Раздумывали мы долго, но все-таки решили жить, сколько велит Господь. И очень, очень надеялись, что Он даст нам дожить до нашей бриллиантовой свадьбы (официально мы были зарегистрированы 9 апреля 1948 года), естественно, желая отметить наш шестидесятилетний юбилей, получив все официальные и неофициальные поздравления и даже шесть тысяч на мелкие расходы к столу. Но почему-то совсем забыли (почему!? Почему?!) об истинном дне нашей состоявшейся близости.
Когда это случилось? Да в тысяча девятьсот сорок седьмом году, но не весной — вечной сообщницей влюбленных, а зимой, почти накануне дня рождения Юры (вполне возможно, 26 декабря). А уж когда в день его рождения 28 декабря сорок седьмого года я подарила ему бритвенный прибор со сделанной на нем гравировкой: «Дорогому Юрке, Лиля. 28.XII.47 г.», Юра был несколько смущен, ведь он еще не брился, а его мама — моя будущая свекровь — сказала: «Ну, все ясно! Дети выросли и любят друг друга. Им надо расписаться, как только Юре исполнится восемнадцать».
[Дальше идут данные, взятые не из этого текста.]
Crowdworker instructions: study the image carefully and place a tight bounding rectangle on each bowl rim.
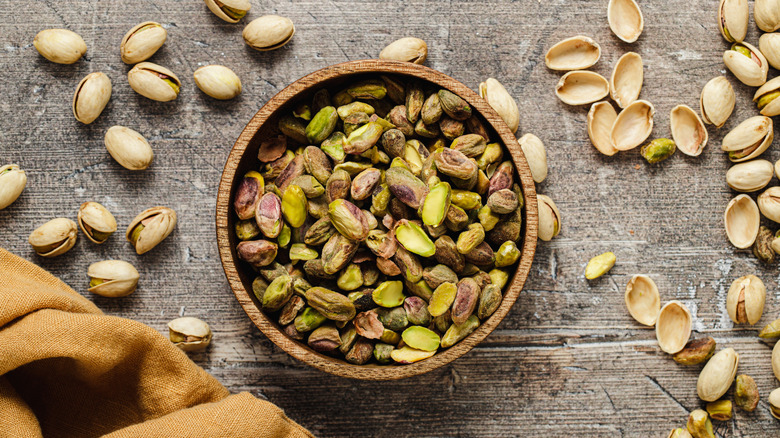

Да, мы забыли о самом главном дне нашей жизни и ждали официальной даты регистрации этого события. А Господь Бог не забыл. И, вняв моей просьбе (а вернее, мольбе), дал нам дожить вместе до нашего негласного юбилея и подарил нам к этой знаменательной дате еще один месяц жизни вдвоем.
Юра умер двадцать шестого января 2008 года, не дожив почти два года до своего восьмидесятилетия.
XVII
Так вот, семья Юрия Кафенгауза — мальчика, с которым я познакомилась на уроках бальных танцев в седьмой мальчишеской школе, проживала на Большой Якиманке в двух комнатах большой коммунальной квартиры, некогда целиком занимаемой семейством Кафенгаузов. Обстановка дома была предельно скромной: все только самое необходимое, включая старый дубовый письменный стол, жесткое рабочее кресло и мягкое для отдыха. И книги, книги, книги повсюду: на полу, на столе, на открытых струганых полках возносящихся к потолку стеллажей. И картины, картины, картины (все, как одна, без рам) трех сестер: Людмилы Андреевны Прудковской, Тамары Андреевны Кафенгауз и Надежды Андреевны Удальцовой. Картины Удальцовой занимали целую стену.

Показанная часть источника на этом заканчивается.